Should the U.S. meet with North Korea one-on-one?
Allen: No. I believe everyone who has said that is absolutely dead wrong. We have plenty of opportunity to meet the North Koreans. We can meet them secretly in New York and have in the past. But where we need to meet them is in the framework of the so-called six-party talks.
You can’t have it both ways. You can’t attack President Bush for going it alone and then attack him for going at it in a multilateral context. The critics are never satisfied. But what is the most shameful of all — and I landed in Tokyo just as the explosion was occurring — is that it immediately became a political tool (in the United States) on the side of the president’s critics. Some vigorous critics attacked him mercilessly.
To say that the fact that there was an explosion of some kind, nuclear or not, in North Korea was a failure of United States policy? Idiocy. There was no failure of U.S. policy. Was it a failure when France got the bomb in the ’50s? Was it a failure when China got it? Was it a failure of U.S. policy when Pakistan and India developed a nuclear capability or when Israel developed its own latent capability? Were these all failures?
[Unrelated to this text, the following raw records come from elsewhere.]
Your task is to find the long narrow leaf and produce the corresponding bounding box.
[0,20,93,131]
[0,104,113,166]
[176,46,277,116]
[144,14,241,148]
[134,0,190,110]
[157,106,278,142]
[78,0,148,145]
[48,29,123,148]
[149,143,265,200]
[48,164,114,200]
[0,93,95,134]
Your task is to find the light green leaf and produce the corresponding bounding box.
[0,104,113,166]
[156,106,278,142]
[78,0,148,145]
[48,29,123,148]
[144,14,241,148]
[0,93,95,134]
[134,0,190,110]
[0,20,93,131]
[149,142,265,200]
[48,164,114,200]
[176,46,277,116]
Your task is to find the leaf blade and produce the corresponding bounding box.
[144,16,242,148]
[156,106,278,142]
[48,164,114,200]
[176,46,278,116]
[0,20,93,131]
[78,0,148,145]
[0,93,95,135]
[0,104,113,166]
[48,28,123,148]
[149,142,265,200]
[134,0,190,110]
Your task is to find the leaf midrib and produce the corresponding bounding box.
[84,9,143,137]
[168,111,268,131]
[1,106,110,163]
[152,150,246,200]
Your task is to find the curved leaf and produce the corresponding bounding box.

To what extent is the United States responsible for things it can’t control? So, no, we should not be speaking to the North Koreans one-on-one. We can speak to them one-on-one in the context of 12 pairs of eyes looking on.
What would be the ideal ending to this current situation?
Allen: The ideal ending would be the decision of Kim Jong Il to walk away and seek asylum some place in another dictatorship. The second ideal ending would be regime change. A third ideal ending would be that Korea could be reunited on South Korean terms, as opposed to Kim Jong Il’s insistence that it be united on the terms of North Korea.